Nun, weniger als zehn Monate vor der nächsten Landtagswahl, kommt keine Begeisterung auf bei der Vorstellung, die LINKE müsse vielleicht noch einmal fünf Jahre mitregieren - im besten Falle in einer rot-rot-grünen Koalition, im schlimmsten Falle zusammen mit SPD und CDU, weil anders eine Landesregierung ohne die AfD nicht zu bilden sein könnte. Bis Ende 2007 hatte der Landesverband mit dem umfänglichen Leitbild »Unsre Heimat« eine soziale und solidarische Vision für die Zukunft des Bundeslandes entworfen.

Danach ist strategisch nichts auch nur annährend Vergleichbares mehr gekommen. Zukunftsdialoge zur Entwicklung des Wahlprogramms waren zuletzt nur mäßig besucht, ebenso ein Basistag in Potsdam. Im Bürgerhaus am Schlaatz sollten Genossen den Satz vervollständigen: »Die LINKE ist für mich ...« Die Antworten ergaben am Ende ein verheerendes Bild.
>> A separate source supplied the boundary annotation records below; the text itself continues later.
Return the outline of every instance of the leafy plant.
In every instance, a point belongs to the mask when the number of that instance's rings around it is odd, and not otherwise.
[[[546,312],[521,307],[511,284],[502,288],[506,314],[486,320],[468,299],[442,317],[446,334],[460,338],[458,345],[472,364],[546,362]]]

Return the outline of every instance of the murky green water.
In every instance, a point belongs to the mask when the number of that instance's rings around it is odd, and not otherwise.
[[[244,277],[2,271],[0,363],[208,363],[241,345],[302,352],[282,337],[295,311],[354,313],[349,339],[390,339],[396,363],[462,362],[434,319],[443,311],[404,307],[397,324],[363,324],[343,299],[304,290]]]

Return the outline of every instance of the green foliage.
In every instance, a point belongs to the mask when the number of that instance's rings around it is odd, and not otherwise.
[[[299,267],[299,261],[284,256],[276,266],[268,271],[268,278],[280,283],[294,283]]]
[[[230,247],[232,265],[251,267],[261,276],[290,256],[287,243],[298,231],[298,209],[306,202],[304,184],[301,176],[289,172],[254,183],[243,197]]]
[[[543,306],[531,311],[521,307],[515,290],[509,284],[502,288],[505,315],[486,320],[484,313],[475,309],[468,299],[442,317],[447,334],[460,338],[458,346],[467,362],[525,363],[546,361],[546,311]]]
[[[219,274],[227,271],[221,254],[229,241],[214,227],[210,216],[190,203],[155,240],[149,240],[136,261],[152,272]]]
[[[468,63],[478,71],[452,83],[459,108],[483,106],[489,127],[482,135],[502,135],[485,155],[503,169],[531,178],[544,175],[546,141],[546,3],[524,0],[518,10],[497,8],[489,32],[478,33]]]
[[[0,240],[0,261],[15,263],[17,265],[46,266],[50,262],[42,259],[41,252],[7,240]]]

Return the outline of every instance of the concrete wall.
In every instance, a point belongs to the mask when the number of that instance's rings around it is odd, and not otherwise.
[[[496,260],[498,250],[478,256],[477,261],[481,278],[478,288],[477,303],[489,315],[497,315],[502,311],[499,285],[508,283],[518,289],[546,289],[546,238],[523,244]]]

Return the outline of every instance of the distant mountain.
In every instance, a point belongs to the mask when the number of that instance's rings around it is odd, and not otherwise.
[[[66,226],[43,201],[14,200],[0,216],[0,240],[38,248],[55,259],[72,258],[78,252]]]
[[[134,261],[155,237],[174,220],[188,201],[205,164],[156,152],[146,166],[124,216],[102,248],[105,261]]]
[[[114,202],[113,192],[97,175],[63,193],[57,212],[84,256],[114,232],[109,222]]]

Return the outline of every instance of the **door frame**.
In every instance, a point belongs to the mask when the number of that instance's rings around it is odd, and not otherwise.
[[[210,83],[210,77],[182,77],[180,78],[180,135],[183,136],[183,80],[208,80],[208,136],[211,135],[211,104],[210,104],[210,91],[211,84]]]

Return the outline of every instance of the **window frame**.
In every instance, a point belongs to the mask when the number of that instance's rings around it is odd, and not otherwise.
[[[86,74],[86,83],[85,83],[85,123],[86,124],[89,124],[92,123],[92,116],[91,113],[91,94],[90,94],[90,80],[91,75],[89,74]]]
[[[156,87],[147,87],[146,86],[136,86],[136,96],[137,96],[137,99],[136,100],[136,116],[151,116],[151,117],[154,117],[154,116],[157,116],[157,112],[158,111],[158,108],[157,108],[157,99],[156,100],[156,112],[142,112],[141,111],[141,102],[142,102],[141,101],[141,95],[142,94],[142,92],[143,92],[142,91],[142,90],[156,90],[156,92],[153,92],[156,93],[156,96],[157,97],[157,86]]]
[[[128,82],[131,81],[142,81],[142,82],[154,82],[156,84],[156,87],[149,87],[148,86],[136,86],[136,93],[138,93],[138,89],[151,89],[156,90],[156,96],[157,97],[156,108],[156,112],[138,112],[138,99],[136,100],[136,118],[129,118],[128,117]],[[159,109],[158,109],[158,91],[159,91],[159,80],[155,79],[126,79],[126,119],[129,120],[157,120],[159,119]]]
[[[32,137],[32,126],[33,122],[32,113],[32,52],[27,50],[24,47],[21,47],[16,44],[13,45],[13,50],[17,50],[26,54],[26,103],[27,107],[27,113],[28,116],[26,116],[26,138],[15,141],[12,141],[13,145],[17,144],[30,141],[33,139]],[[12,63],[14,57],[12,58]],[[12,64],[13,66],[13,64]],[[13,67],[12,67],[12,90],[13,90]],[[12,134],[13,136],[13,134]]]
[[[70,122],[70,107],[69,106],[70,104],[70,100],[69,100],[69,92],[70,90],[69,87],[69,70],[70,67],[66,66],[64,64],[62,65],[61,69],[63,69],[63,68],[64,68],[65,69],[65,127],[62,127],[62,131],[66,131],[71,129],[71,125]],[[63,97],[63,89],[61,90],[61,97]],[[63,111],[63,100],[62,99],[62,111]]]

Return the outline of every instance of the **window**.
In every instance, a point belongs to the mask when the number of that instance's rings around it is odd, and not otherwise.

Denn gesammelt an einer Tafel stand dort beispielsweise »... punktuell leider unglaubwürdig«, »... redet zu oft dran vorbei«, »... erreicht die Menschen kaum« und »... ist eine Partei ohne Biss«.

Manche Genossen wie der Ex-Landesvorständler Sven Kindervater beschränkten sich zuletzt enttäuscht auf die Kommunalpolitik. Kindervater war Linksfraktionschef in Neuenhagen bei Berlin, schmiss dann aber kürzlich hin und trat von allen seinen Funktionen zurück.

Zu alldem kommt noch der innerparteiliche Zwist um Sahra Wagenknechts Sammlungsbewegung aufstehen. Zwar war es der ostbrandenburgische Bundestagsabgeordnete Thomas Nord, der mit seiner Ankündigung für Schlagzeilen sorgte, er wolle sich bis Januar überlegen, ob er wegen Wagenknechts Verhalten aus der Linksfraktion austritt. Doch wenn es um die Schwierigkeiten geht, in denen der Landesverband Brandenburg steckt, so ist dies nicht das beherrschende Thema, allerdings eine weitere Facette.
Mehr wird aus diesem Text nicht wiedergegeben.